Maryse Condé, écrivaine et voix de la Guadeloupe, est morte à 90 ans — La Libre Afrique

Elle était née à Pointe-à-Pitre, en Guadeloupe, le 11 février 1934. Mais plus que nulle autre, peut-être, Maryse Condé était une citoyenne du monde. France, Afrique, États-Unis, elle a posé ses valises sur différents continents, s’est abreuvée de leurs cultures, avant de porter haut sa voix et ses racines. Plusieurs fois citée pour le Nobel de Littérature, elle avait finalement été couronnée du prix de littérature de la Nouvelle Académie, à Stockholm, en octobre 2018. C’était la première fois que son œuvre, magistrale, était récompensée.

Maryse Boucolon est la petite dernière d’une grande fratrie de huit enfants, qui grandissent au milieu des livres, dans la grande maison de Pointe-à-Pitre. Dans ce “milieu d’embryon de bourgeoisie noire” – ce sont ses mots – on lit les auteurs français et on n’évoque pas l’ascendance africaine.

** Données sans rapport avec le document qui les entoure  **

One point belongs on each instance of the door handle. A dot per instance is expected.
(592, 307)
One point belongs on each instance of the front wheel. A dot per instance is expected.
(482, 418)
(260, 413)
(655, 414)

Ce n’est qu’à Paris, où elle arrive à 16 ans comme élève au lycée Fénelon, qu’elle comprend que la couleur a un sens. Nous sommes au cœur des années cinquante, les colonies s’émancipent, les intellectuels noirs sont en pleine effervescence.

Aimé Césaire, une rencontre décisive

C’est le père d’une de ses amies, l’historien marxiste Jean Bruhat, qui lui ouvre les yeux. Elle rencontre l’écrivain et homme politique Aimé Césaire et ses perspectives changent. “Je comprends que je ne suis ni Française ni Européenne. Que j’appartiens à un autre monde et qu’il me faut apprendre à déchirer les mensonges et à découvrir la vérité de ma société et de moi-même”, dira-t-elle dans un documentaire, en 2011.

Jeune adulte, elle rencontre un journaliste haïtien qui la quitte en apprenant sa grossesse. Mère célibataire d’un petit garçon, elle doit renoncer à Normale Supérieure. En quête de respectabilité, elle épouse trois ans plus tard, Mamadou Condé, un apprenti comédien guinéen. Mais entre l’homme et le rôle, il y a un monde et leur mariage bat de l’aile.

En 1959, l’Afrique devient la destination impérative dans sa quête de ses origines. Premier arrêt : la Côte d’Ivoire, où elle est professeure de français au lycée de Bingerville. Elle vit avec sa première fille et son garçon, avant de s’envoler pour la Guinée et de retrouver son mari, alcoolique. Deux filles viennent agrandir la famille. À Conakry, la vie est dure : “Quatre enfants à nourrir et à protéger dans une ville où il n’y a rien, c’était pas facile”.

Dans La Vie sans fards, autobiographie publiée en 2012, elle confie qu’“elle n’arrive pas à devenir Africaine”. Elle est meurtrie d’être restée “l’étrangère” malgré sa peau noire. Par ailleurs, son mariage a fait long feu. Alors elle fuit, au Ghana, avec ses enfants, puis au Sénégal, où elle se marie au début des années 80 avec un professeur britannique blanc. Richard Philcox sera aussi son traducteur.

Ce n’est qu’à l’âge de 42 ans, après douze années d’épreuves en Afrique et grâce à son nouveau compagnon, qui lui apporte “calme et sérénité”, qu’elle se met à écrire.

Professeur à Columbia University

En 1976, elle publie Hérémakhonon, puis Ségou (1984-1985), un best-seller sur l’empire bambara au XIXe siècle au Mali. Ses reconstitutions historiques ont beau être des succès, elle change de cap et, dans Traversée de la mangrove (1989), Célanire cou-coupé (2000) ou Histoire de la femme cannibale (2005), elle aborde des thèmes contemporains et profondément teintés de culture guadeloupéenne et créole.

À New York, où elle vit 20 ans, Maryse Condré ouvre à Columbia University un centre d’études francophones. Elle y enseigne une “littérature en français qui ne parle pas de la France”. Après la reconnaissance de la traite et de l’esclavage comme crimes contre l’humanité en 2001, elle préside en France le comité pour la mémoire de l’esclavage.

Atteinte d’une maladie neurodégénérative, elle choisit à 80 ans de se retirer en Provence où elle a dicté son dernier livre à une amie L’Évangile du nouveau monde, sa réécriture du Nouveau Testament, en Guadeloupe.

Maryse Condé s’est éteinte dans la nuit du 1er au 2 avril, à l’hôpital d’Apt, dans le Vaucluse. Elle avait 90 ans.